Тревожить Сиротина было бесполезно. Пацаков сам в этом убедился, тряхнув психа за плечо. Евграф недовольно всхрапнул, обдав Виссариона Дмитриевича перегаром, но проснуться и не подумал. Судя по всему, принял он изрядно и очухается не ранее утра... Было бы глупостью оставлять его в столь ненадежном месте, как психоневродиспансер.
– Грузите! – коротко распорядился Пацаков.
– Виссарион Дмитриевич, он же псих! – забеспокоился главврач.– У него же диагноз!
– Так пошли кого-нибудь с ним. Хоть бы этого Колю...
Секретарь Миша и санитар Коля завернули сладко похрапывавшего Сиротина в одеяло и под присмотром Загоруйко понесли в губернаторский «мерседес». Псих он или не псих – было абсолютно не важно. Куда важнее предъявить его встревоженной общественности и очистить накануне выборов имя губернатора от всякой скверны.
Сиротина поместили на заднем сиденье между Мишей и Колей. Сам Пацаков устроился впереди, рядом с Загоруйко, который был за шофера.
В дороге Евграфа слегка растрясло, и он начал выказывать некоторые признаки активности. В частности, назвал санитара Колю не то Кириллом, не то Кирком и нагло требовал от него вина. Секретаря Мишу он упрямо именовал Найком и обвинял в причастности к ордену черных магов. При этом рыдал, бил себя кулаком в грудь и каялся, что он – враг народа... Словом, вполне обычный пьяный бред сильно где-то покутившего гражданина. Так, во всяком случае, думал Загоруйко.
Пацаков, не склонный к скоропалительным выводам, полагал, что дело здесь не только в вине и, быть может, даже не в болезни. Но вслух он свои мысли высказывать не стал, опасаясь, что и его, чего доброго, подведут под диагноз. А диагноз для серьезного политика – хуже приговора. От тюрьмы еще можно откупиться, а вот из психоневродиспансера дороги в кресло губернатора нет.
Сиротин проспал сном младенца всю ночь, дав передышку и своим нянькам. Во всяком случае, Виссарион Дмитриевич прекрасно отдохнул и с оптимизмом встретил новый, не по-осеннему солнечный день.
– Ну, что там у нас с Евграфом? – спросил Пацаков у сияющего Миши.
– Бредил! – радостно сообщил тот.– В папочке – краткое изложение его ночных высказываний...
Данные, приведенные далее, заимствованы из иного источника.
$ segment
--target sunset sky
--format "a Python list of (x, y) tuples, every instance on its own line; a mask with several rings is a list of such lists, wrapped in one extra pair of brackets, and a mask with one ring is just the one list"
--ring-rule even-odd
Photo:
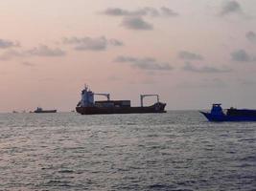
[(168, 110), (256, 109), (255, 11), (255, 0), (0, 0), (0, 112), (74, 110), (84, 83), (132, 105), (159, 94)]

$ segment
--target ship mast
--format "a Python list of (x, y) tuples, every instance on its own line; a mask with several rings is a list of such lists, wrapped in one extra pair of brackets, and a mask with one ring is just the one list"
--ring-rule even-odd
[(159, 103), (159, 95), (141, 95), (140, 96), (141, 107), (143, 107), (143, 99), (144, 99), (145, 96), (156, 96), (157, 103)]

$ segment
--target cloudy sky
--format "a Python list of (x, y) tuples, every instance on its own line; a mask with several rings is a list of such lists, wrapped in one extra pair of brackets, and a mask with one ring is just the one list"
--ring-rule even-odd
[(70, 111), (84, 83), (133, 105), (140, 94), (159, 94), (169, 110), (256, 108), (255, 8), (255, 0), (0, 0), (0, 111)]

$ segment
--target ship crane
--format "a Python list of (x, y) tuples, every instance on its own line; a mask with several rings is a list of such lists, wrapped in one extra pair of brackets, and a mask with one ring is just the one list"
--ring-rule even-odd
[(110, 100), (110, 95), (109, 94), (98, 94), (98, 93), (94, 93), (94, 95), (105, 96), (108, 101)]
[(141, 95), (140, 96), (140, 103), (141, 103), (141, 107), (143, 107), (143, 99), (145, 96), (156, 96), (157, 98), (157, 103), (159, 103), (159, 95)]

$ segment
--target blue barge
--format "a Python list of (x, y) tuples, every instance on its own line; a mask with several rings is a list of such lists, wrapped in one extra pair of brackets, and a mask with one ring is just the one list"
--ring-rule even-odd
[(209, 121), (256, 121), (256, 110), (230, 108), (223, 112), (221, 104), (213, 104), (210, 113), (200, 112)]

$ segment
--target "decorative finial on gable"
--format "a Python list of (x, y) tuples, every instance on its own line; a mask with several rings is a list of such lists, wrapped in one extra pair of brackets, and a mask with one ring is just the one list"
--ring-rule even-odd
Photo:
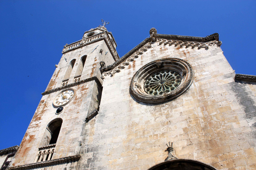
[(157, 33), (158, 31), (157, 31), (157, 29), (154, 28), (152, 28), (150, 29), (150, 30), (149, 30), (150, 38), (151, 38), (151, 41), (152, 42), (155, 42), (157, 41), (157, 38), (158, 37)]
[(168, 151), (168, 157), (165, 159), (164, 160), (165, 161), (167, 160), (171, 160), (172, 159), (178, 159), (176, 157), (173, 156), (172, 154), (172, 152), (173, 152), (173, 148), (172, 148), (172, 142), (171, 142), (171, 142), (169, 142), (169, 146), (168, 146), (168, 144), (166, 144), (167, 145), (167, 151)]

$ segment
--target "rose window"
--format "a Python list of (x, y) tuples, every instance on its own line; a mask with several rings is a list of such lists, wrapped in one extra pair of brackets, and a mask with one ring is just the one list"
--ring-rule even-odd
[(160, 95), (174, 90), (181, 81), (181, 77), (177, 72), (162, 71), (149, 76), (144, 84), (144, 89), (148, 94)]
[(130, 92), (135, 99), (148, 103), (164, 102), (185, 92), (193, 82), (190, 64), (176, 58), (151, 62), (138, 70), (131, 81)]

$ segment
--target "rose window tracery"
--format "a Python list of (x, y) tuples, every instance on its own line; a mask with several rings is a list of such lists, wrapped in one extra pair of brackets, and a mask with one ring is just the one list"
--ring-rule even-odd
[(156, 96), (176, 89), (181, 83), (181, 77), (176, 71), (166, 70), (158, 71), (149, 76), (144, 84), (145, 91)]

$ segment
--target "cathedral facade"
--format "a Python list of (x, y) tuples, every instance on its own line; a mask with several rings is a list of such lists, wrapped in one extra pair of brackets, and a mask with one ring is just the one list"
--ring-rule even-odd
[(256, 169), (256, 77), (217, 33), (150, 35), (121, 58), (104, 26), (66, 45), (7, 169)]

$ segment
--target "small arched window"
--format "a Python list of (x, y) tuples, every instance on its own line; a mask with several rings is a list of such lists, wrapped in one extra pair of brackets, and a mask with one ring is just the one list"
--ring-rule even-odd
[(46, 127), (40, 146), (56, 144), (59, 137), (62, 124), (62, 119), (56, 119), (51, 122)]
[(69, 66), (68, 66), (68, 69), (66, 71), (66, 73), (65, 74), (65, 75), (64, 76), (63, 80), (66, 80), (69, 78), (69, 77), (70, 76), (70, 74), (71, 74), (71, 72), (72, 71), (72, 70), (73, 69), (73, 67), (74, 67), (74, 65), (75, 65), (75, 59), (72, 60), (72, 61), (70, 61), (70, 62), (69, 64)]
[(77, 67), (76, 72), (75, 73), (75, 77), (82, 74), (82, 72), (83, 71), (83, 69), (85, 66), (85, 63), (87, 57), (87, 56), (85, 55), (81, 58), (81, 59), (79, 61), (79, 64), (78, 64), (78, 67)]

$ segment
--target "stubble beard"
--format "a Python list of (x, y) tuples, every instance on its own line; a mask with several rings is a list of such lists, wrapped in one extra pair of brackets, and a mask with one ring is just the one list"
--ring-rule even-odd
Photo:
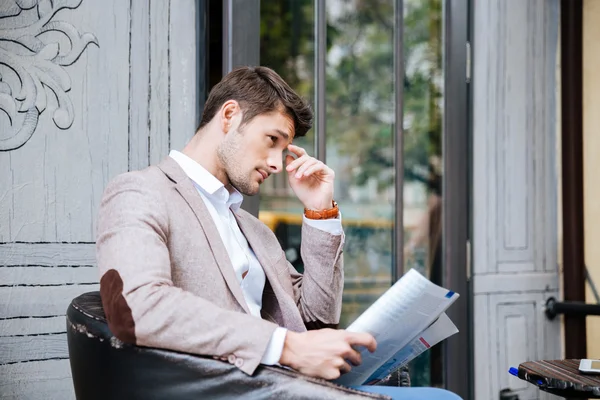
[(217, 149), (217, 157), (225, 169), (229, 184), (246, 196), (254, 196), (258, 194), (259, 185), (252, 179), (252, 171), (244, 173), (239, 163), (244, 154), (239, 140), (241, 132), (231, 133), (234, 135), (225, 139)]

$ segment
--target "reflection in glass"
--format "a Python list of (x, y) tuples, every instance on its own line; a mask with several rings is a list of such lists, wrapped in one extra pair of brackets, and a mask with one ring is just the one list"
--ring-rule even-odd
[[(317, 1), (317, 0), (314, 0)], [(301, 95), (314, 96), (314, 1), (261, 1), (261, 64)], [(377, 299), (395, 269), (396, 212), (404, 218), (404, 270), (441, 283), (442, 0), (404, 0), (403, 187), (395, 210), (394, 5), (396, 0), (327, 0), (327, 164), (336, 171), (343, 214), (345, 289), (340, 326)], [(316, 107), (314, 107), (316, 108)], [(324, 132), (318, 132), (324, 134)], [(314, 155), (314, 130), (295, 141)], [(273, 179), (275, 178), (275, 179)], [(288, 260), (300, 259), (302, 205), (287, 176), (261, 188), (259, 217), (280, 240)], [(435, 346), (411, 363), (414, 386), (442, 386)]]
[[(404, 1), (404, 270), (441, 284), (442, 0)], [(443, 386), (441, 346), (411, 363), (415, 386)]]
[(341, 326), (390, 287), (394, 221), (394, 1), (327, 1), (327, 164), (346, 247)]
Виссарион Дмитриевич запахнул халат и присел в свое любимое кресло. Надо отдать должное секретарю – он проделал за ночь немалую работу. Впрочем, в старательности своего подчиненного Пацаков никогда не сомневался. Лентяя он не стал бы держать при себе. Не считая истории с Сиротиным, Миша шефа ни разу не подвел. Но с Евграфом все настолько запуталось, что Виссарион Дмитриевич пока не спешил с обвинениями в чей бы то ни было адрес, решив прояснить ситуацию до конца.
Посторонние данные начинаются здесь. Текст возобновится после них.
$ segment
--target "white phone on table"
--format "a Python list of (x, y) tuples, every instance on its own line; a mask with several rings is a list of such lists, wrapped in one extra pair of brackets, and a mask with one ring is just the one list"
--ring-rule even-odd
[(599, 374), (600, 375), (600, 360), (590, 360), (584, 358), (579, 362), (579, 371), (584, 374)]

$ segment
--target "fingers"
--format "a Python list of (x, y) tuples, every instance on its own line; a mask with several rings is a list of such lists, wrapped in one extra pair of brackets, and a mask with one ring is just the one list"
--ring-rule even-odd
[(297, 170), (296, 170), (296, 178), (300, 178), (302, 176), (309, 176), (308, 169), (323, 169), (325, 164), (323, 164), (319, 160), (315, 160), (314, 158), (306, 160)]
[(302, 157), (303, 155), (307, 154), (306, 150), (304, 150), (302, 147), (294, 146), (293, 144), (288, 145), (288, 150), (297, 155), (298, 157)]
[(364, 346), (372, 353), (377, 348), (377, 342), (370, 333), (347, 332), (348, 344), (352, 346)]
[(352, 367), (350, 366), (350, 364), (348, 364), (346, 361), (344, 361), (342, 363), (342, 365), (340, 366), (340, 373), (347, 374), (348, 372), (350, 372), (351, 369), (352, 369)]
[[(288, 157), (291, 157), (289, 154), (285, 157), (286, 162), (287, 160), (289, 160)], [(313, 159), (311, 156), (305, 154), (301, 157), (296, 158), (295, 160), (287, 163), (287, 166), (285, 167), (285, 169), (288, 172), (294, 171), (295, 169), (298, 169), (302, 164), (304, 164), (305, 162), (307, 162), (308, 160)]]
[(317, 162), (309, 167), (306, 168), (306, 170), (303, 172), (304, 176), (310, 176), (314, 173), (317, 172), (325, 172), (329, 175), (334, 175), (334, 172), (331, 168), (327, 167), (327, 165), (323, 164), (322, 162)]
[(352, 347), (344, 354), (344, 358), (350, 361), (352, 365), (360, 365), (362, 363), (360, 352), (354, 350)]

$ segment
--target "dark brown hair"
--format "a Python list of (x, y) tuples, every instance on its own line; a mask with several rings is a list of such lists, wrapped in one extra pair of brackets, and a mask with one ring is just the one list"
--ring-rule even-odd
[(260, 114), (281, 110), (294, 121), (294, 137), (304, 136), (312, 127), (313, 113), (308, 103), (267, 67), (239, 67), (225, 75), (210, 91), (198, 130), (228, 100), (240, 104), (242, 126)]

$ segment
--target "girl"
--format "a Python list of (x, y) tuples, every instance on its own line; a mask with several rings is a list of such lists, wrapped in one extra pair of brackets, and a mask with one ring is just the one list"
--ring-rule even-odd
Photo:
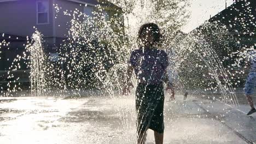
[(160, 38), (157, 25), (149, 23), (141, 26), (137, 39), (139, 48), (131, 53), (123, 89), (123, 94), (130, 92), (133, 87), (130, 79), (134, 70), (138, 81), (136, 107), (138, 144), (145, 143), (148, 129), (154, 131), (155, 143), (163, 143), (164, 81), (167, 84), (166, 89), (171, 89), (174, 95), (173, 86), (166, 74), (167, 55), (157, 47), (160, 44)]

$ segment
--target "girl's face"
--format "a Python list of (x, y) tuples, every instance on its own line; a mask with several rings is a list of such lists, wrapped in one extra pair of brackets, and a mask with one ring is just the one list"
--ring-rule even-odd
[(154, 43), (154, 37), (152, 31), (144, 29), (141, 34), (141, 40), (145, 46), (149, 46)]

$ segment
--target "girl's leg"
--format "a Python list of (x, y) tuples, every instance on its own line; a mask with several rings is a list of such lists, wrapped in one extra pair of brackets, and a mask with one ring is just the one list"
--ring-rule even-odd
[(154, 131), (155, 144), (162, 144), (164, 142), (164, 134), (160, 134)]
[(147, 138), (147, 131), (141, 131), (138, 135), (138, 144), (146, 144)]
[(252, 108), (252, 109), (254, 109), (254, 104), (253, 104), (253, 100), (252, 98), (252, 96), (249, 94), (247, 94), (246, 98), (247, 98), (248, 102), (249, 104), (250, 105), (250, 106)]

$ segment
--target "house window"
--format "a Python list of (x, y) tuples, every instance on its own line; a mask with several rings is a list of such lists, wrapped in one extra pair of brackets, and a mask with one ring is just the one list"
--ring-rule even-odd
[(37, 2), (37, 24), (49, 24), (49, 1), (38, 1)]

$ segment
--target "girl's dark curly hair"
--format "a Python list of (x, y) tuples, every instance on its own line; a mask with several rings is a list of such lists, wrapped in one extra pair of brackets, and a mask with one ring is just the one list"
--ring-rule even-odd
[(149, 29), (151, 31), (154, 38), (153, 45), (159, 44), (160, 42), (160, 39), (162, 37), (162, 35), (160, 33), (160, 29), (158, 26), (154, 23), (147, 23), (143, 25), (139, 28), (139, 31), (138, 33), (137, 43), (140, 44), (141, 40), (142, 37), (142, 32), (144, 29)]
Чтение сиротинского бреда не только ничего не прояснило, но и окончательно разрушило зыбкую грань реальности. До чего же складно бредит, мерзавец!.. (Пацаков с огорчением и легкой завистью покачал головой.) Если это, конечно, бред, а не тщательно разработанная легенда, имеющая целью запудрить мозги губернатору. В конце концов, от Венедикта Жигановского любой пакости можно ожидать. Этот ради телевизионной картинки душу дьяволу заложит – в прямом и переносном смысле. И работает всегда с размахом – в средствах у него недостатка нет. А Виссариону приходится считать каждую копейку!.. Ну, что тому же Жигановскому Черноземная область? – Да не более чем разменная монета в азартной игре за Кремль!.. Ныне Жигановскому кремлевские палаты не светят ни с какой стороны. Вот он и решил порезвиться в провинции – выставить местную элиту круглыми дураками... Проиграв выборы, он ничего не теряет, а выиграв– ничего не приобретает, разве что моральное удовлетворение... В такой ситуации сам Бог велел дурью маяться!